Currently, the original Alphaville site (23 km from São Paulo) has 33 gated areas, with more than 20,000 residences. The business area contains 2,300 businesses, including 11 schools and universities, with a daily movement of more than 150,000 people. Due to the high traffic to and from São Paulo city, the Castelo Branco Highway has been expanded and is now a toll road, with a tolled spur road specifically for Alphaville.

Beginning in the 1990s, the company (now renamed Alphaville Urbanismo), expanded its developments to several other cities in Brazil, such as Aracaju, Brasília, Campinas, São José dos Campos, Ribeirão Preto, Rio de Janeiro, Goiânia, Curitiba, Londrina, Maringá, Salvador, Fortaleza, Belo Horizonte, Natal, Gramado, Manaus, and others, as well as to Portugal (in Cascais).
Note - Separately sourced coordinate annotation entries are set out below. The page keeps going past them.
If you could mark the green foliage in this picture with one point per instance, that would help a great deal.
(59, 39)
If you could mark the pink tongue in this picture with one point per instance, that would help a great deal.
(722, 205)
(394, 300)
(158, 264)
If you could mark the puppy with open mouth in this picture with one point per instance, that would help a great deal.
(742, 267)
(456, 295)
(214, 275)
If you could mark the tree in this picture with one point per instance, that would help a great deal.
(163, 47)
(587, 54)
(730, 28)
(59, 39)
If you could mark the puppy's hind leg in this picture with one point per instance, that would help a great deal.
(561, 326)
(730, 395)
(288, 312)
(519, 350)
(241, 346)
Many of these developments, such as that of Campinas, are also large (1,200 residences, in this case) and have an adjoining business district, with a shopping mall, a hotel, schools, etc.

Other variations of real estate developments by the same company followed, such as Aldeia da Serra, Toque-Toque Pequeno (a beach resort condominium) and Villa Alpha and Alphaville Residential, which sell pre built modular houses.